A espectroscopia no infravermelho (IV) mede vibrações moleculares na região de 4000 a 400 cm⁻¹. O espectro é dividido em duas zonas analíticas: a região dos grupos funcionais (4000-1300 cm⁻¹), onde aparecem as frequências características dos grupos, e a região da impressão digital (1300-400 cm⁻¹), que contém padrões complexos únicos para cada molécula. A interpretação bem-sucedida requer exame sistemático de ambas as regiões.
Cada grupo funcional absorve dentro de uma janela de frequência característica devido à massa dos átomos e à constante de força da ligação. As frequências de referência principais incluem: estiramento O-H (largo, 3200-3600 cm⁻¹), estiramento N-H (3300-3500 cm⁻¹, tipicamente mais estreito que O-H), estiramento C-H (2850-3000 cm⁻¹ para alifático, 3010-3100 cm⁻¹ para aromático), estiramento C=O (1680-1750 cm⁻¹), estiramento C=C (1620-1680 cm⁻¹) e estiramento C-O (1050-1300 cm⁻¹). As ligações de hidrogênio alargam significativamente as bandas O-H e N-H e as deslocam para números de onda mais baixos, fornecendo informações sobre interações intermoleculares na amostra.
O preparo da amostra afeta a qualidade espectral. A técnica da pastilha de KBr envolve moer 0,5-1% de amostra com KBr seco e prensar em um disco transparente. A refletância total atenuada (ATR) elimina totalmente o preparo da amostra, pressionando a amostra contra um cristal de alto índice de refração (diamante, ZnSe ou Ge) e medindo a onda evanescente. A ATR tornou-se o método de amostragem dominante devido à sua velocidade, reprodutibilidade e capacidade de medir sólidos, líquidos e pastas sem modificação.

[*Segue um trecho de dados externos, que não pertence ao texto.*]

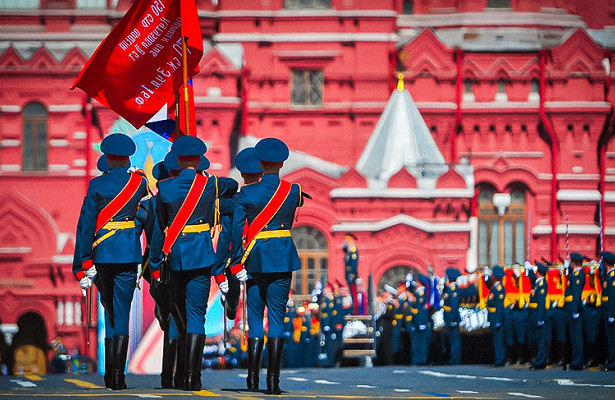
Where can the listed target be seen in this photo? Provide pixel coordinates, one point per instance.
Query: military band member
(538, 317)
(270, 254)
(451, 314)
(608, 306)
(109, 245)
(574, 289)
(185, 212)
(495, 307)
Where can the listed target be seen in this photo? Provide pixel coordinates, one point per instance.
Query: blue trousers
(191, 292)
(269, 290)
(499, 348)
(519, 325)
(575, 327)
(117, 283)
(420, 345)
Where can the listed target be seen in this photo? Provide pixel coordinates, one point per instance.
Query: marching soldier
(182, 247)
(538, 317)
(574, 290)
(591, 300)
(495, 307)
(451, 314)
(421, 325)
(351, 261)
(608, 306)
(109, 246)
(270, 254)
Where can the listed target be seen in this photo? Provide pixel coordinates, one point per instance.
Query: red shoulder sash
(119, 201)
(267, 213)
(185, 211)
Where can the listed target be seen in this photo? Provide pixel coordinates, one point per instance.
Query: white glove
(223, 286)
(242, 275)
(85, 282)
(91, 272)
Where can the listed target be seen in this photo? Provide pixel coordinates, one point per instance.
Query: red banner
(138, 67)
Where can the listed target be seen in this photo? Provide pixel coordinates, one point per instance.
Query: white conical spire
(401, 139)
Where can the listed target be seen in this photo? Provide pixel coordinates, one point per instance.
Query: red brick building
(512, 162)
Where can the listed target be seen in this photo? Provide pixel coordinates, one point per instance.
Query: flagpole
(185, 78)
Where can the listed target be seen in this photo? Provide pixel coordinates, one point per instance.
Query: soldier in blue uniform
(495, 307)
(574, 291)
(538, 317)
(186, 206)
(451, 314)
(421, 323)
(351, 263)
(608, 307)
(109, 247)
(270, 256)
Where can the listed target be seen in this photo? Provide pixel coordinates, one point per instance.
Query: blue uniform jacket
(538, 301)
(451, 305)
(192, 250)
(268, 255)
(574, 291)
(122, 247)
(420, 315)
(495, 304)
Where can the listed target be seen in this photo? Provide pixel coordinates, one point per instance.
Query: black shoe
(255, 351)
(108, 362)
(275, 347)
(194, 360)
(169, 353)
(120, 350)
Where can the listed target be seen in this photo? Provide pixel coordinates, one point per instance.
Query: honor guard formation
(198, 226)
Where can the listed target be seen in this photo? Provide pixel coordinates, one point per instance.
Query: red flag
(138, 67)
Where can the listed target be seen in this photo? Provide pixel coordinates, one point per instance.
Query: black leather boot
(194, 358)
(108, 362)
(179, 379)
(120, 350)
(275, 347)
(169, 351)
(255, 351)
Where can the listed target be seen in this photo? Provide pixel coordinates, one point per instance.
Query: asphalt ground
(394, 382)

A subtração espectral é uma técnica poderosa de processamento de dados para espectroscopia de diferença. Subtraindo digitalmente um espectro de referência (ex.: solvente ou matriz) do espectro da amostra, o analista pode isolar as bandas de absorção do analito. Essa abordagem é particularmente útil para identificar componentes traço, monitorar intermediários de reação e analisar produtos formulados onde o ingrediente ativo está presente em baixa concentração.
A interpretação combinada com outras técnicas espectroscópicas melhora dramaticamente a elucidação estrutural. O IV identifica grupos funcionais, a RMN fornece informações sobre o esqueleto carbônico-hidrogenado e a espectrometria de massas determina o peso molecular e padrões de fragmentação. Na prática, a interpretação do IV frequentemente serve como o primeiro passo — uma varredura rápida revela quais grupos funcionais estão presentes, orientando a análise subsequente de RMN e EM para uma atribuição estrutural completa.